The renamed file appeared as:
lrwxrwxrwx 1 root root 17 Apr 15 01:15 config.php.dist -> /etc/cacti/db.php
This indicated that the upgrade process preserved the original link but renamed it, likely due to package management behavior when detecting local modifications.
Resolution Steps
- Verified the Existence of the Original Configuration File:
# ls -l /etc/cacti/db.php
Confirmed that the file existed and contained valid database credentials.
- Navigated to the Cacti Installation Directory:
# cd /usr/share/cacti/include/
(Note: The actual path may vary, e.g., /usr/share/cacti/include/ )
- Recreated the Symbolic Link:
# ln -sf /etc/cacti/db.php config.php
This restored the expected configuration file reference.
- Verified the Link:
# ls -l config.php
Output confirmed the symbolic link was correctly re-established.

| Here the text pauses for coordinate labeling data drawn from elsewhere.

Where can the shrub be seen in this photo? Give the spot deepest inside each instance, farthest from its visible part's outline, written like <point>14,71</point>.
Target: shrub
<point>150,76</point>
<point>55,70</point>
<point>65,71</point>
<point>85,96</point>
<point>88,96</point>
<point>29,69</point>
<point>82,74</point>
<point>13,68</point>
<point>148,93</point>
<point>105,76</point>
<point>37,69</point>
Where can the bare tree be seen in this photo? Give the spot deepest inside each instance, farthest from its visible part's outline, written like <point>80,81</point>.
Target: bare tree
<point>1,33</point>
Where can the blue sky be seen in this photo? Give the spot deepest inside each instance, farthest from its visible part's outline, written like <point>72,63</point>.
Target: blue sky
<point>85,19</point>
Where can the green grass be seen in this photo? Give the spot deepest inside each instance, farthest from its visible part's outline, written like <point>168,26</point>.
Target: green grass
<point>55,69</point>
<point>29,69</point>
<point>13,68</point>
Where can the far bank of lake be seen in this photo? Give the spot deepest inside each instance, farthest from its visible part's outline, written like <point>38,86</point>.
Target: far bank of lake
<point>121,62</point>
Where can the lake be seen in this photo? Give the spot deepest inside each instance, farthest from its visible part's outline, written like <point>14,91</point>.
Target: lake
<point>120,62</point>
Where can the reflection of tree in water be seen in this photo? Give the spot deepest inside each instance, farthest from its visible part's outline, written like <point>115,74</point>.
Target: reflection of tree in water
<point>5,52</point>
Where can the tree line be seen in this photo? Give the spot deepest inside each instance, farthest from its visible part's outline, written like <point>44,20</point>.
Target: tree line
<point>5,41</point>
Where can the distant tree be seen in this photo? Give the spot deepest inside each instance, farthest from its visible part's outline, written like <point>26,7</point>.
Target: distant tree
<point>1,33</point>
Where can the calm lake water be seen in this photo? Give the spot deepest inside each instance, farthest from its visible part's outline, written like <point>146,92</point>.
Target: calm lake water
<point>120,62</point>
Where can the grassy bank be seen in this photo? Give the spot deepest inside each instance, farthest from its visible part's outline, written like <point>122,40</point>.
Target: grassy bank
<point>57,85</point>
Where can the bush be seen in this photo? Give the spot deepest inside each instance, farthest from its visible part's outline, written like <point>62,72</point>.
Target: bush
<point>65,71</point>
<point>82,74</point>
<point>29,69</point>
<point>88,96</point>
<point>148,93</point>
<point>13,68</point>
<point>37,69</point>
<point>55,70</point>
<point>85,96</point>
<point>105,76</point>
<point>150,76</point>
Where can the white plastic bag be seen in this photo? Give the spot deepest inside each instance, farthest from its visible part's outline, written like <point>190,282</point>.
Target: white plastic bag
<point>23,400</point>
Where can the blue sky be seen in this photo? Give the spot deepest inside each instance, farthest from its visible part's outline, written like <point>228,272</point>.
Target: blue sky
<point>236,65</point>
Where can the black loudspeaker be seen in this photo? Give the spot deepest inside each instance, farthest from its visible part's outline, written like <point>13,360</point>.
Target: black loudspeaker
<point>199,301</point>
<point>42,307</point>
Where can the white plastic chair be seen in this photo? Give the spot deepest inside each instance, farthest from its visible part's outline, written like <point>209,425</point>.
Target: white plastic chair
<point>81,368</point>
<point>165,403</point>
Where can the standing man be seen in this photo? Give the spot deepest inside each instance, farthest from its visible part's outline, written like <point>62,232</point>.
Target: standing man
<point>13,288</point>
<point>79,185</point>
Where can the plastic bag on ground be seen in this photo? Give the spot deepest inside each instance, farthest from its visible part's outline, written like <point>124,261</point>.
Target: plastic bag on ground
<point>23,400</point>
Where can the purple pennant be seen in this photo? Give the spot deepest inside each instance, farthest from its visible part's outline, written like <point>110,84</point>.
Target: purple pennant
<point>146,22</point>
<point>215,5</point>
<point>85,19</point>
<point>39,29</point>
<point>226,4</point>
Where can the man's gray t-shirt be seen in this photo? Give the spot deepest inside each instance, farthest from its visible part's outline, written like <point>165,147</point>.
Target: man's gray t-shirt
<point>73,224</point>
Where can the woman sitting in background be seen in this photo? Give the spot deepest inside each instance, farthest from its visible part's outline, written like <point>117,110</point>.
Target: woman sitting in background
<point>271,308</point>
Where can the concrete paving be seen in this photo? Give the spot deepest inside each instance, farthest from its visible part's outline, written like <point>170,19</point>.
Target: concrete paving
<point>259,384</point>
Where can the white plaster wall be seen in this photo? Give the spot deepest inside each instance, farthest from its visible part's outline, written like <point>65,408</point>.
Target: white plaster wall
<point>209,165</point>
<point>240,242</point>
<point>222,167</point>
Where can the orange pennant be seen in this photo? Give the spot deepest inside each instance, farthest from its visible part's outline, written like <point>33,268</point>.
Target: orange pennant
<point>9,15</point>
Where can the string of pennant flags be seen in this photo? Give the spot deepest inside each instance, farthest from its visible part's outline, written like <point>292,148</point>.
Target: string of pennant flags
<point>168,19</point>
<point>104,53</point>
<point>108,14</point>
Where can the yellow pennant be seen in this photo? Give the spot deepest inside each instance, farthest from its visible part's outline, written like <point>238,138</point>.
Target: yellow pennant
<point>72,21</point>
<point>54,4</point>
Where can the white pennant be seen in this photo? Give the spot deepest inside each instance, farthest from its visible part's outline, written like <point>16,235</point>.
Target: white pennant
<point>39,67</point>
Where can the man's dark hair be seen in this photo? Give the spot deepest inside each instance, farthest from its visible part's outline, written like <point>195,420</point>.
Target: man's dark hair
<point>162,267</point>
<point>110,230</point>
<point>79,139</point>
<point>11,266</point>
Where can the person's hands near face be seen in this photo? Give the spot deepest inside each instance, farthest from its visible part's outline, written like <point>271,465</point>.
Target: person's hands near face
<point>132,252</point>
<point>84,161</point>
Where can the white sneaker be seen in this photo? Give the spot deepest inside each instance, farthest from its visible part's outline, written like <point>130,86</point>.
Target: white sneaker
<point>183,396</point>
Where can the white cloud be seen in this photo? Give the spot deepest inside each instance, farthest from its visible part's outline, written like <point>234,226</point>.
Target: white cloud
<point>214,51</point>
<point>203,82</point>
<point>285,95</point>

- Restarted the Web Server: Depending on the web server in use:
# systemctl restart httpd # For Apache (httpd)
- Tested the Web Interface: Accessed the Cacti web UI to confirm that the database connection was restored and the application was functioning normally.
Preventive Measures
- Configuration Backup: Ensure symbolic links and configuration files are backed up before system upgrades.
- Monitoring Upgrade Logs: Review
yum
logs post-upgrade to identify any renamed or replaced configuration files. - Automation: Consider using configuration management tools (e.g., Ansible, Puppet) to enforce and restore critical symlinks and settings.